A hipótese do contágio empático foi investigada em vários estudos. Em particular, para determinar se o grau de familiaridade com a pessoa que vemos bocejar tem alguma influência no facto de bocejarmos também.

Um estudo de 2011 avaliou o impacto de vários fatores no contágio do bocejo, como o país de origem, o sexo e as características do bocejo.

A investigação concluiu que - dos fatores analisados - apenas os laços sociais eram preditores significativos da ocorrência, frequência e latência do contágio. Assim, o contágio foi mais comum entre familiares, seguido de amigos, conhecidos e, finalmente, estranhos, o que é consistente com medidas de empatia e confirma que a ativação neural relacionada com o contágio do bocejo pode variar de acordo com o grau de familiaridade.

Assim, a proximidade afetiva entre os indivíduos é o principal fator de contágio do bocejo, enquanto o género e a nacionalidade não o influenciam significativamente.

No entanto, outros estudos criticam a relação entre empatia e bocejo, alegando que não existem provas suficientes. De facto, algumas revisões argumentam que "as provas são inconsistentes e inconclusivas no que diz respeito à ligação entre o bocejo contagioso e a empatia".

Clima e bocejos

Contrariamente à teoria acima referida, um estudo procurou relacionar as condições de temperatura com a incidência do contágio do bocejo.

Os investigadores analisaram a frequência do contágio do bocejo dos participantes ao ar livre sob diferentes condições climáticas (inverno: 22 °C; início do verão: 37 °C). A estas temperaturas, mostraram-lhes imagens de pessoas a bocejar.

"A proporção de pessoas que bocejaram diferiu significativamente entre as duas condições (inverno: 45%; verão: 24%).

Em todas as condições, o bocejo ocorreu a temperaturas ambiente mais baixas, e a tendência para bocejar durante cada estação estava associada à quantidade de tempo passado ao ar livre antes do teste.
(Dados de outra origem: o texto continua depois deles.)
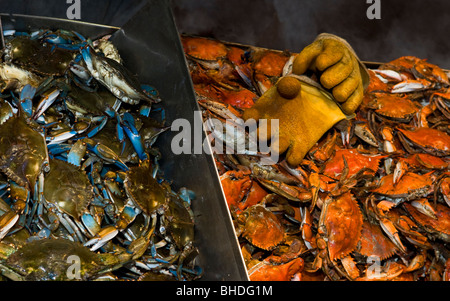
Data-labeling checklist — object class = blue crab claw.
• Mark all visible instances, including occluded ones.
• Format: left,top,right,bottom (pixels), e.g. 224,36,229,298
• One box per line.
67,140,87,166
84,226,119,251
81,213,101,236
139,105,152,117
141,85,161,102
122,112,148,161
20,84,36,116
83,138,128,171
33,89,61,120
27,228,52,242
47,143,72,157
0,211,19,239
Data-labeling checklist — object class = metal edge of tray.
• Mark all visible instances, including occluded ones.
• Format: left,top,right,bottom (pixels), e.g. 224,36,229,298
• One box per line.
0,0,248,281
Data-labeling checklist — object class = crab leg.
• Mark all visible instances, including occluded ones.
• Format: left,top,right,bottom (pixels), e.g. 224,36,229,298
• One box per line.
33,89,61,120
84,226,119,251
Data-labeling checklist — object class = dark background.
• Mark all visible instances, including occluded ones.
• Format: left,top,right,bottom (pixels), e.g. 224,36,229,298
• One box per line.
0,0,450,68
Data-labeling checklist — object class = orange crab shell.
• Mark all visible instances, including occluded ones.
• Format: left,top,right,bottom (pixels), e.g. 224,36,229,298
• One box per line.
322,192,363,261
368,94,419,121
415,153,449,169
404,203,450,240
358,221,397,260
238,181,268,211
242,205,284,250
398,128,450,156
181,36,227,61
412,60,450,85
249,258,304,281
364,70,390,95
372,172,433,200
323,149,385,179
253,50,289,76
220,170,253,210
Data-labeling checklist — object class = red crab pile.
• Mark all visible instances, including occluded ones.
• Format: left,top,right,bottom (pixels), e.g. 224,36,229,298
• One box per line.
181,35,450,281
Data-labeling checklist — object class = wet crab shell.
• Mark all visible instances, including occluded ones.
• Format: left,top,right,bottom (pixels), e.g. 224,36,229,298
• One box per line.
164,196,194,249
248,258,304,281
44,159,94,220
0,116,48,191
403,203,450,242
372,172,433,201
412,60,450,85
323,149,383,179
124,160,168,215
320,192,363,261
181,36,228,61
1,239,116,281
242,205,284,250
368,94,419,122
357,221,397,260
398,128,450,156
6,37,75,76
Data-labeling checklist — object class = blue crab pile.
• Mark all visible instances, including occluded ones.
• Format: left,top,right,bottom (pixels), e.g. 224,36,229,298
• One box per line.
0,30,201,280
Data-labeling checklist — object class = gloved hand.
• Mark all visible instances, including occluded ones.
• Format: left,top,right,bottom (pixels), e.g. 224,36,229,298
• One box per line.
292,33,369,115
242,75,346,166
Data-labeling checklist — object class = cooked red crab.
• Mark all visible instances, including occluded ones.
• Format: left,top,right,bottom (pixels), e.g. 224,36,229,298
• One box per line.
323,149,385,179
403,203,450,242
372,172,433,205
238,205,284,250
367,93,419,122
398,128,450,156
319,193,363,261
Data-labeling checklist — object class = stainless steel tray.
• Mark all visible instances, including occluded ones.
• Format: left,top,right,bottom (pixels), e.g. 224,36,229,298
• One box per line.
0,0,248,281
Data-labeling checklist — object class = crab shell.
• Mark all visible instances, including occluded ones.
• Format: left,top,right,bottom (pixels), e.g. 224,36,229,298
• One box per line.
398,128,450,156
323,149,384,179
44,159,94,220
124,160,168,215
253,50,290,76
368,94,419,122
220,170,253,210
320,192,363,261
372,172,433,201
357,220,397,260
248,258,304,281
403,203,450,242
0,116,48,191
242,205,284,250
165,196,194,249
7,36,75,76
1,238,118,281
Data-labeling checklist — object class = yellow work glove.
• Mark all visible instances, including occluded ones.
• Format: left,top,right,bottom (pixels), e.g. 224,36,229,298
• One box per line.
292,33,369,115
243,75,346,166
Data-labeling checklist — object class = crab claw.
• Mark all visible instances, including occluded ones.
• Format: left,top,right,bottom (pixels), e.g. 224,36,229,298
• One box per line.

Esta é a primeira investigação a mostrar que a incidência do bocejo nos seres humanos está associada à variação climática sazonal, demonstrando ainda mais que os efeitos de contágio induzidos pelo bocejo podem ser mediados por fatores não relacionados com as características sociais individuais ou com o desenvolvimento cognitivo. Também fornece provas de que o bocejo é um mecanismo termorregulador.

O debate ainda não está resolvido e os cientistas ainda estão à procura de respostas. Entretanto, gatos, cães e humanos olham uns para os outros, abrem a boca e inspiram profundamente.